To cover review of the Account Control Agreement, and related legal documents by Citibank's outside counsel on behalf of Citibank Agency & Trust:

 

  AT COST (If Applicable)

 

 
 

SCHEDULE B

 

AUTHORIZED LIST OF SIGNERS

 

This form supplements the Agreement and related documents and applies to instructions given by facsimile (or e-mail with .pdf attachment) for securities or funds transfers and for other purposes under the Agreement. In giving any facsimile (or e-mail with .pdf attachment) instruction as specified in the Agreement the Pledgor and Secured Party acknowledge that facsimile (or e-mail with .pdf attachment) present a high degree of risk or error, security and privacy.

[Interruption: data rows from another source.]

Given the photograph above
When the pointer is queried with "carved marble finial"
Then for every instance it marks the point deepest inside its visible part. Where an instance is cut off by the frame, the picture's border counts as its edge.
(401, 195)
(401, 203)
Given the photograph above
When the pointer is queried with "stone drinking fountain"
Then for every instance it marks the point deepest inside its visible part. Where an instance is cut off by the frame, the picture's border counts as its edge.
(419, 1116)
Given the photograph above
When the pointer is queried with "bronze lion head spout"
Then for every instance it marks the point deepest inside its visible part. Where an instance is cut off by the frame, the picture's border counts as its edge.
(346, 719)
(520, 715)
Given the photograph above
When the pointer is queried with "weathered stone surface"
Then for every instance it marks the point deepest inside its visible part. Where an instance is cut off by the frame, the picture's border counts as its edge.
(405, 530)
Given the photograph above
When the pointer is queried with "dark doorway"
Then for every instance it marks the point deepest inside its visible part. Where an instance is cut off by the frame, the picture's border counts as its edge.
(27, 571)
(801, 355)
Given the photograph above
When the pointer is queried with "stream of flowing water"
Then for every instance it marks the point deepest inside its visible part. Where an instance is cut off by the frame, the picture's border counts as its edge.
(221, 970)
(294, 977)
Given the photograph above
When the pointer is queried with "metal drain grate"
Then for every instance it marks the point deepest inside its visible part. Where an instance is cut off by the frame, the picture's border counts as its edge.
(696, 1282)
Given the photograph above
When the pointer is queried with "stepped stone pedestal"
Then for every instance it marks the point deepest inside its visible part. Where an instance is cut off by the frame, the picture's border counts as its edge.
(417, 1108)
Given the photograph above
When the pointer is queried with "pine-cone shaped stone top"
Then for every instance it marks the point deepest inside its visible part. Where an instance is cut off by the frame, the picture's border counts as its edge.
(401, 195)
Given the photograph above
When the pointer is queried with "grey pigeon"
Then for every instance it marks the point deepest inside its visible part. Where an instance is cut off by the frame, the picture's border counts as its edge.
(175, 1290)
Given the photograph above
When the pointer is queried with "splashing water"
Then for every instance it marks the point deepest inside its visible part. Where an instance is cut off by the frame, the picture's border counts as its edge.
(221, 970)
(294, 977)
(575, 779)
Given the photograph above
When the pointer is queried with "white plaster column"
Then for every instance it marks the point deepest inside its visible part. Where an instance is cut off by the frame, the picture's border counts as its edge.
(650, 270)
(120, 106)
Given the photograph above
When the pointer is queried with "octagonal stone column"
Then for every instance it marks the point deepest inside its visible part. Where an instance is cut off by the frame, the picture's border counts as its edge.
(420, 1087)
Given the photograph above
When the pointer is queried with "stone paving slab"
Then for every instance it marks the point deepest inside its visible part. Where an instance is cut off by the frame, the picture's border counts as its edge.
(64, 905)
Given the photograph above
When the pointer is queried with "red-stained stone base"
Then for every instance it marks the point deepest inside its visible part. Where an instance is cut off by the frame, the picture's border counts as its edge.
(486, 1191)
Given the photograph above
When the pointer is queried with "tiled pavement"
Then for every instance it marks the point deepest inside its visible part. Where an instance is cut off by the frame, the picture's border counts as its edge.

Nevertheless the Pledgor and Secured Party wish to use facsimile (or e-mail with .pdf attachment) as a means of instruction. The Pledgor and Secured Party designate below the individuals who are authorized to initiate transfers or other instructions by facsimile (or e-mail with .pdf attachment) on behalf of the Pledgor and Secured Party and select the security procedures specified herein, The Pledgor and Secured Party accept the associated risks of unauthorized or erroneous instructions and agree to be bound by such instructions whether or not actually authorized by the Pledgor and Secured Party, provided the Bank has complied with the stated security procedure. The Pledgor and Secured Party are responsible for keeping confidential the contents of this Schedule B. The Pledgor and Secured Party should be careful in completing this Schedule B as it may be rejected if it contains erasures or white outs.

 

¨ New ¨ Addition ¨ Supersede

 

Citibank, N.A., as Secured Party

      Specimen Signature
Name      
Title      
Phone      
E-mail Address      
       
Name      
Title      
Phone      
E-mail Address      
       
Name      
Title      
Phone      
E-mail Address      

 

Where applicable, the Bank will confirm the instructions received by return call to one of the telephone numbers listed below.

 

Telephone Number (including Country code) Name
   
   
   
   

 

Test Word

 

 

 

Test Words must contain at least 8 alphanumeric characters, and should be established at document execution and changed each time the List of Authorized Signers/Approvers is updated. All instructions should clearly display the Test Word, which may be used in lieu of a callback to confirm the authenticity of the instruction. However, Bank reserves the right to perform the callback in addition to the Test Word if circumstances warrant.